The apparently minimal role of AQPs in water absorption in the colon suggests that other mechanisms are involved. A significant proportion of water absorption occurs at the surface epithelium of both proximal and distal colon although the exact route of water flux is unclear. The process of fecal dehydration occurs against substantial osmotic and hydraulic resistance imposed by feces as their water content is reduced from 95% to 70%. The mechanism by which the colon carries out fecal dehydration is not yet resolved. Several studies have suggested that colonic crypts are the major site of both fluid absorption and agonist-stimulated fluid secretion. Studies by Naftalin et al. using agarose gel cylinders to mimic the hydraulic resistances imposed by feces, as well as optical studies using fluorescent dextrans, indicated that colonic crypts play an important role in colonic fluid absorption. These studies led to a model of fecal dehydration, based on the original Curran and McIntosh model, in which solute absorption by colonic crypts produces a hypertonic pericryptal compartment outside of the crypt lumen ( Fig. 55.5 ).
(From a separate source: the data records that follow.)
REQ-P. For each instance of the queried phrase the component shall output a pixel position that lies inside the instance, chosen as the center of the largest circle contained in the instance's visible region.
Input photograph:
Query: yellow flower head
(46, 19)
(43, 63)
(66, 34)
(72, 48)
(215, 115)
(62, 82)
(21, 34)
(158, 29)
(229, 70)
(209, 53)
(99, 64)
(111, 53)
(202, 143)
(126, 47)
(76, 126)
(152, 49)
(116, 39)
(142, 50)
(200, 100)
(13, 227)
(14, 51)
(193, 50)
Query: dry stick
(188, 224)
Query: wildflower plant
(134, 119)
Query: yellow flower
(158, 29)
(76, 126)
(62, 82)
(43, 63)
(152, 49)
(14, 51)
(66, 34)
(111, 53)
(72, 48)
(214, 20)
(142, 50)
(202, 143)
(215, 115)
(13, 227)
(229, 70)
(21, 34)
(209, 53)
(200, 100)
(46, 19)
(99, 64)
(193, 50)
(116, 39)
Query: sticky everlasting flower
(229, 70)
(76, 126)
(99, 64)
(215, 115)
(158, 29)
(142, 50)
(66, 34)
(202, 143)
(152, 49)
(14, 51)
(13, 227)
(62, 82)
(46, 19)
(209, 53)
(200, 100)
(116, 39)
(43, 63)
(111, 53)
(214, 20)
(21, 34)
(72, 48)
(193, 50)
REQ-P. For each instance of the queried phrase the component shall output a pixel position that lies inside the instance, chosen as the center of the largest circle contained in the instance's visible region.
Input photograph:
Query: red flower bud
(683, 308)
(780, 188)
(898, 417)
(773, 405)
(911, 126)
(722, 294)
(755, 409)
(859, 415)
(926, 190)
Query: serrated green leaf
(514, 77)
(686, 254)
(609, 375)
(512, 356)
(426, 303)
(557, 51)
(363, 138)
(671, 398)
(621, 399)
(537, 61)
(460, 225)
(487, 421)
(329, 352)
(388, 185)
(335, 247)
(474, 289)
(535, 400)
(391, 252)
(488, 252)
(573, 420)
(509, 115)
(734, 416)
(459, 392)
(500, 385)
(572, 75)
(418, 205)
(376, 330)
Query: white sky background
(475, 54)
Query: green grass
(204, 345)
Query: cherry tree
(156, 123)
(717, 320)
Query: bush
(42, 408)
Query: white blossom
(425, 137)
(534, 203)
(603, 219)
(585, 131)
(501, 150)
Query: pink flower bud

Distal colonic crypts are surrounded by a fenestrated membrane or “sheath” consisting of myofibroblast cells and extracellular matrix components, creating a diffusion barrier to sodium and providing mechanical rigidity to resist collapse of the crypt under negative pressure. Experiments using a fluorescent sodium indicator showed high sodium concentrations in the pericryptal space. The resultant osmotic gradient is proposed to drive water transport from the crypt lumen across a relatively water impermeable barrier, allowing the mouth of the crypt to act as a suction device to absorb water out of fecal material within the colon lumen. Initial evidence for this mechanism was the demonstration by photobleaching experiments of convective fluid flow within crypts. Additional evidence for a role for the “pericryptal sheath” in modulating fluid absorption comes from studies showing that proabsorptive stimuli, such as high plasma rennin-angiotensin II-aldosterone, correlate with a trophic effect on the pericryptal sheath and increased pericryptal sodium concentrations. However, though the suction hypothesis is currently the only mechanism proposed to account for fecal dehydration, direct measurements of crypt suction and water permeability are needed to investigate this interesting mechanism further.